InTrans / Jan 19, 2017
Before we were here: BCE transportation
posted on January 19, 2017
We’ve talked a lot about transportation throughout the world today, but where did it all start?
When looking at transportation through the centuries, one thing we know for sure is that transportation had to start somewhere; so what were the earliest transportation innovations in recorded history?
Transportation thousands of years ago doesn’t look anything like it does today, but some things remain the same. By definition, transportation is the way people and goods move from place to place; transportation serves the same purposes today that it did thousands of years ago.
To start, we’re throwing it way back in time to look at transportation before the Common Era, which is commonly referred to as BCE.
In the earliest days, over 100,000 years ago, people dragged things from place-to-place. Around 53,000 BCE, some of the earliest people built rafts made of sticks to move hundreds of miles from Southeast Asia to Australia. By 6,000 BCE, dugout canoes—or canoes made of hollowed out tree trunks—were used to carry people down the Yangtze River, the longest river in Asia and the third-longest in the world. Dugout canoes originated as early as 8,000 BCE.
By 4,000 BCE the Phoenicians—an early Middle Eastern civilization—made long, wooden row boats to sail the Mediterranean Sea. And soon after, between 3,500 and 3,300 BCE, the Egyptians made boats out of tied reed bundles. The Egyptian and Mesopotamian civilizations—two of the earliest civilizations—used boats for transportation on the Nile, Euphrates, and Tigris Rivers.
So what about one of the most important transportation inventions in history: the wheel?
Although no one is sure exactly when or where the wheel came about, most sources agree it was around 3,500 BCE. At the same time, the wheeled cart emerged—most likely pulled by a camel, horse, or donkey. Modern camels and donkeys were domesticated in the millennia preceding the wheeled cart, helping to drive the new invention.

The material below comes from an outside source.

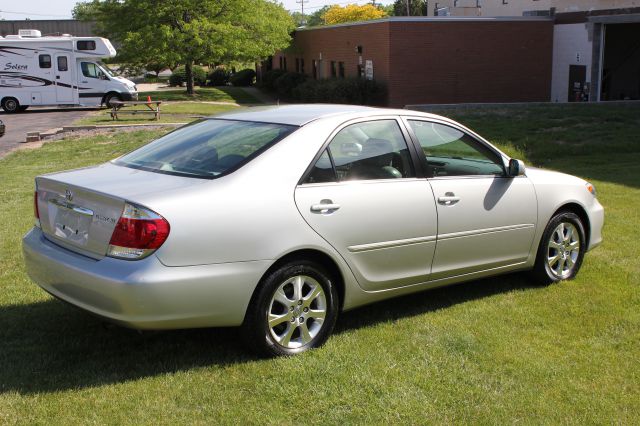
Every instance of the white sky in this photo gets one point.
(61, 9)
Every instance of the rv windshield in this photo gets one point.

By 1,300 BCE, wheels of stone or clay were used for chariots in Egypt. Chariots used between 2,000 and 1,500 BCE were light, fast, two-wheeled carts pulled by horses. These chariots were used for battle and helped the Egyptians win wars. Horses were used for transportation as early as 2,000 BCE, although they appeared in cave paintings tens of thousands of years before that.
Before we were here
Transportation looked a lot different thousands of years ago, before we were here.
Science shows that the modern form of humans evolved some 200,000 years ago, and you can bet they didn’t figure it out right away! The first humans didn’t have transportation: they had to invent it first! Although modern transportation has taken thousands of years to evolve into what we have today, these early forms of transportation paved the way!